The fireballs that suddenly appeared in the skies of the USA once again brought spy balloons and even UFOs to the agenda. But a much simpler explanation emerged.
Around 4 a.m. local time last Thursday morning, fireballs appeared in the sky in southwestern Florida, causing concern and confusion among state residents. While many were unsure of the cause of these fireballs, some blamed asteroids, Chinese spy balloons and even drones. In fact, as always, UFO rumors started to spread immediately. But these fireballs, according to astronomers, formed by the remnants of a Chinese rocket that burned at reentry.
The rocket in question is thought to be carrying the Chinese satellites launched on March 22 into orbit. Fireballs appearing as a gigantic glow in the sky over Florida, It was the remains of the fourth stage of the Chinese rocket, which burned in an uncontrolled entry.
Videos of the event were posted on Twitter, and astronomers such as Jonathan McDowell only spoke about what caused the event late in the afternoon.
The fourth stage rocket from the Mar 22 KZ-1A launch made a post-deployment burn to lower perigee to only 114 km, leading to an (uncontrolled) reentry over Florida only a day later at 0837 UTC. https://t.co/A4w2zOH840
— Jonathan McDowell (@planet4589) March 23, 2023
Unfortunately, it’s not uncommon for the remains of Chinese rockets to re-enter the Earth’s atmosphere uncontrollably.

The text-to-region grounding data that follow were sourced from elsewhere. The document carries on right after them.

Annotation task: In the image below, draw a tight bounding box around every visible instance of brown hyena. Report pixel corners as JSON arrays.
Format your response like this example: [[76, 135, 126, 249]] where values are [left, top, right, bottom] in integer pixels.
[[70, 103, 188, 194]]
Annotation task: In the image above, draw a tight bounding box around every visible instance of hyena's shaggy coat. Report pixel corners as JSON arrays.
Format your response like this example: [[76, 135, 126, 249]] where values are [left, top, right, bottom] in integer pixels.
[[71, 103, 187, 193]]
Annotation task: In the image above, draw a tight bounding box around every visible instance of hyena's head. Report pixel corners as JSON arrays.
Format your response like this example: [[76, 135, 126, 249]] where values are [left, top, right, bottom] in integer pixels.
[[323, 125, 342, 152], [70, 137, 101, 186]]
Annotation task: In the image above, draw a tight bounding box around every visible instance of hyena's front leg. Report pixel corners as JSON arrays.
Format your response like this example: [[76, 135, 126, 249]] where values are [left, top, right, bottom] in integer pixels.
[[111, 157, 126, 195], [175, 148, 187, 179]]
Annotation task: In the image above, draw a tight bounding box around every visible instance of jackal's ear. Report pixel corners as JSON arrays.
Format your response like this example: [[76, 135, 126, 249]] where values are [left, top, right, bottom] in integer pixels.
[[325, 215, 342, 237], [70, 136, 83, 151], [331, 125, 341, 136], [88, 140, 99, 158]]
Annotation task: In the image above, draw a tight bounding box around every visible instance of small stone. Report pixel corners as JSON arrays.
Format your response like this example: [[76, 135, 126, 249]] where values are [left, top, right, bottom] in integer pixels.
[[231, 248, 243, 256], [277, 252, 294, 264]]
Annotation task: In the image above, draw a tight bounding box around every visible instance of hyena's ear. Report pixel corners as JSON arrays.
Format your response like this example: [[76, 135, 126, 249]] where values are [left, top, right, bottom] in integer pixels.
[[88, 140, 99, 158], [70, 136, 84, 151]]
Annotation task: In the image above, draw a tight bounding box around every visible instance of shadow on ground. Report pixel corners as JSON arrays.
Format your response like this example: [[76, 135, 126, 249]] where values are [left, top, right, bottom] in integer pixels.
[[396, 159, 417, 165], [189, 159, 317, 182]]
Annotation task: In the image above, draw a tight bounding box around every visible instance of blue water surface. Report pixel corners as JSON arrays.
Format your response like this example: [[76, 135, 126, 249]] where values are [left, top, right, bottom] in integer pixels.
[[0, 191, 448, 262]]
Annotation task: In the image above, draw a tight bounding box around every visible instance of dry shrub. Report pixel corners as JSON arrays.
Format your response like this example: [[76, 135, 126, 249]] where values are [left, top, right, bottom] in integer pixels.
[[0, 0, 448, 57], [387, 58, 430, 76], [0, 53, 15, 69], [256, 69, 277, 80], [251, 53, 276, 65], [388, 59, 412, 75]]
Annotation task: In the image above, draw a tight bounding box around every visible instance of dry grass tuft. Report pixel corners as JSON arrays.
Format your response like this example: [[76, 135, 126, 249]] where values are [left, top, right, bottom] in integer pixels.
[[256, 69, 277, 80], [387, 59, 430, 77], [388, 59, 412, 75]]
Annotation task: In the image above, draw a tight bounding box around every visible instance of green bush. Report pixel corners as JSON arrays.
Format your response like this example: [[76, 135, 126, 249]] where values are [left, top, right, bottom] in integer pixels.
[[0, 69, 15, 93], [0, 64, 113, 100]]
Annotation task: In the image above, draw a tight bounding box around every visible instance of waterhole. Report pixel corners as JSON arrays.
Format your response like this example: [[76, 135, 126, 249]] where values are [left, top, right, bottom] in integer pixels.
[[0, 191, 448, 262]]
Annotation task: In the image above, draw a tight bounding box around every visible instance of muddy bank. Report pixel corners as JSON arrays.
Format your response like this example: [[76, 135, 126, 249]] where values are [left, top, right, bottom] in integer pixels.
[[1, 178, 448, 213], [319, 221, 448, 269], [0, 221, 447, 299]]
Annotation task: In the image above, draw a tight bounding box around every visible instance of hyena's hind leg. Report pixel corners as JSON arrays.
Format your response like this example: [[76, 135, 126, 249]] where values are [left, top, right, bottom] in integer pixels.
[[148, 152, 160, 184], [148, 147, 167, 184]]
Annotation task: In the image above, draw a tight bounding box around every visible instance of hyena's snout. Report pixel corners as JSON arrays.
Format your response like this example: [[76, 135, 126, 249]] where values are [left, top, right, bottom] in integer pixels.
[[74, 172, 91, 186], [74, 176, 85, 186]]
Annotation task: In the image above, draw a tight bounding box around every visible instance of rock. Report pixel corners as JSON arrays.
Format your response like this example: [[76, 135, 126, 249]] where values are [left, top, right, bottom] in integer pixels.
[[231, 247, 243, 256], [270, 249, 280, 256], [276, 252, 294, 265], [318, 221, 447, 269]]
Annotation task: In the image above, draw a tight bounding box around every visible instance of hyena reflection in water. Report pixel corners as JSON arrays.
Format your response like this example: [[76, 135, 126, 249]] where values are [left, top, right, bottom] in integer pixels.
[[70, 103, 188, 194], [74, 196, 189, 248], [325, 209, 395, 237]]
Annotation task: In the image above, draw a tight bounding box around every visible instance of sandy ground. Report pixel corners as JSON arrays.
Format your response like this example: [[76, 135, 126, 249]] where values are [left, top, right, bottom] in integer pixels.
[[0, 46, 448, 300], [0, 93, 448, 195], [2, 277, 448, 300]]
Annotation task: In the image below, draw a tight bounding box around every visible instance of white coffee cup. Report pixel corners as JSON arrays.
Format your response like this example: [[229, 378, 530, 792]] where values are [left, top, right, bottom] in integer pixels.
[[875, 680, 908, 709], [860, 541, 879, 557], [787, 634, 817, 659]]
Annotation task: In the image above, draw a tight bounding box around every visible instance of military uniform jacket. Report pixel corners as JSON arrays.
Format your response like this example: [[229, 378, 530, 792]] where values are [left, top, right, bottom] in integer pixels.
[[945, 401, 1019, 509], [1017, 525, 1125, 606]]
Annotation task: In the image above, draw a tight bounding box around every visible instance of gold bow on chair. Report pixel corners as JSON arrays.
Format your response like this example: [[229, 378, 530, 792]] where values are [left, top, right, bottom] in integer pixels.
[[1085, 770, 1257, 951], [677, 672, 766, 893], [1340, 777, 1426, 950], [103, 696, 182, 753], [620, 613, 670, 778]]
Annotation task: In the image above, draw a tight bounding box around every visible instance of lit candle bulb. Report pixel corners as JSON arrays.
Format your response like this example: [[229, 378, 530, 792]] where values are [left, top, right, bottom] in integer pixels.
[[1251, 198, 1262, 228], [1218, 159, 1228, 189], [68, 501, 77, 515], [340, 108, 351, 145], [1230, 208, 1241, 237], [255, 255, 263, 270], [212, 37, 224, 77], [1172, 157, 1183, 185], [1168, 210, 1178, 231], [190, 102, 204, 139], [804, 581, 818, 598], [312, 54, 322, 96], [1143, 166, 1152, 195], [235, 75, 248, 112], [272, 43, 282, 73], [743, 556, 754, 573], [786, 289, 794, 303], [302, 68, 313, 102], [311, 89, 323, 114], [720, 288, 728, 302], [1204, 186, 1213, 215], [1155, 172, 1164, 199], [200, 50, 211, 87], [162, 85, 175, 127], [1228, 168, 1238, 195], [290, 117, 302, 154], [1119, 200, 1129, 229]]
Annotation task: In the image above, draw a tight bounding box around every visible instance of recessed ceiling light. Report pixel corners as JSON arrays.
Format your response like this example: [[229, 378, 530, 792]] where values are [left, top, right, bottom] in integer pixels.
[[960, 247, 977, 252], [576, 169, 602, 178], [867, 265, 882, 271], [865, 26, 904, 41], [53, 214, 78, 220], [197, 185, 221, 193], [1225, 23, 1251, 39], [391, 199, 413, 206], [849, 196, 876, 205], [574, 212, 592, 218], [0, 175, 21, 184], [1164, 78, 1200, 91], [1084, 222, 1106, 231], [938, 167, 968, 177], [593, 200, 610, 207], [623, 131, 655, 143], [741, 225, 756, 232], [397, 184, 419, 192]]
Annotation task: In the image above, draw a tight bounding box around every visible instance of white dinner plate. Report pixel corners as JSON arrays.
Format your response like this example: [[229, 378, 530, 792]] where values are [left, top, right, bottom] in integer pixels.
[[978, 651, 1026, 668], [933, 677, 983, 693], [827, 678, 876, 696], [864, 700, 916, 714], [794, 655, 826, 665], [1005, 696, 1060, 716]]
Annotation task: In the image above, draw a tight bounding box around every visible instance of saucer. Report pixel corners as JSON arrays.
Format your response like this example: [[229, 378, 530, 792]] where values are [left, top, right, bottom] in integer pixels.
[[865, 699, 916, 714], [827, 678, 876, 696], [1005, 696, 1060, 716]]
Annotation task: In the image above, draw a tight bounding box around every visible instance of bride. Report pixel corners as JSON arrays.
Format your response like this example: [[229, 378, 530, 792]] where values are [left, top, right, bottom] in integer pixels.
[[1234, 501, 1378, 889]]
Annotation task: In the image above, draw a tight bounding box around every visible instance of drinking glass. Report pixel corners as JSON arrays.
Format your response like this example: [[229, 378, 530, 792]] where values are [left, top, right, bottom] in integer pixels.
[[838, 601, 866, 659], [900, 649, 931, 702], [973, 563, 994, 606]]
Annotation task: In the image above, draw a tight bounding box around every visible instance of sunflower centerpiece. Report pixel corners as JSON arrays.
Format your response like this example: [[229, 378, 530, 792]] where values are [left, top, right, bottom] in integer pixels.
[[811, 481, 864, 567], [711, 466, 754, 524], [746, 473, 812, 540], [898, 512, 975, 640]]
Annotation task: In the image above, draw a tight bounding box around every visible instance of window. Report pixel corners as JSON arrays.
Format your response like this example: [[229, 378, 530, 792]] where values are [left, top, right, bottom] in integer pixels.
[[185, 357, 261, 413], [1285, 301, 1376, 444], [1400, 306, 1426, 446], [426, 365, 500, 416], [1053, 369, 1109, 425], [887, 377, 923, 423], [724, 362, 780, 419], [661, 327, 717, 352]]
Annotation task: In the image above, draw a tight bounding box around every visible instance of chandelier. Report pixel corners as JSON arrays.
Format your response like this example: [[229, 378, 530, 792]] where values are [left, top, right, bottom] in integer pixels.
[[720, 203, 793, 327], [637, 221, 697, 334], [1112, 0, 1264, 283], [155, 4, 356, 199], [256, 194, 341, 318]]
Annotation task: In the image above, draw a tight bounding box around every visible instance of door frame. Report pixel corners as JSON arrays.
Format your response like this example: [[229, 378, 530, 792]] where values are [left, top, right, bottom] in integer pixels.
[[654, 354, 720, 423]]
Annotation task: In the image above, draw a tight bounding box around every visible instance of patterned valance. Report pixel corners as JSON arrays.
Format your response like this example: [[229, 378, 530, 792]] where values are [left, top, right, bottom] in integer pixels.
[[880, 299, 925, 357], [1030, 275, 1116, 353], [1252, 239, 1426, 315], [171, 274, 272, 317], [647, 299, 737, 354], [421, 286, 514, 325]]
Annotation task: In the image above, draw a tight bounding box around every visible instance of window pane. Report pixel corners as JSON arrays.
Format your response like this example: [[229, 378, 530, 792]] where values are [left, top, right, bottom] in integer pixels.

In 2020, the remains of a Chinese rocket nearly crashed into a school on its way back to Earth.
The country has made some big strides in space exploration. Still, without properly controlled re-entries, any launch it makes could turn out to be a risk to humans on Earth. This event is the latest reminder of the importance of providing safe routes for rocket parts to return to Earth.
But China is pretty tight-lipped when it comes to space exploration. As the country continues its hard work for more space exploration missions and even plans to explore Uranus, we hope that further safety measures will be taken in future launches.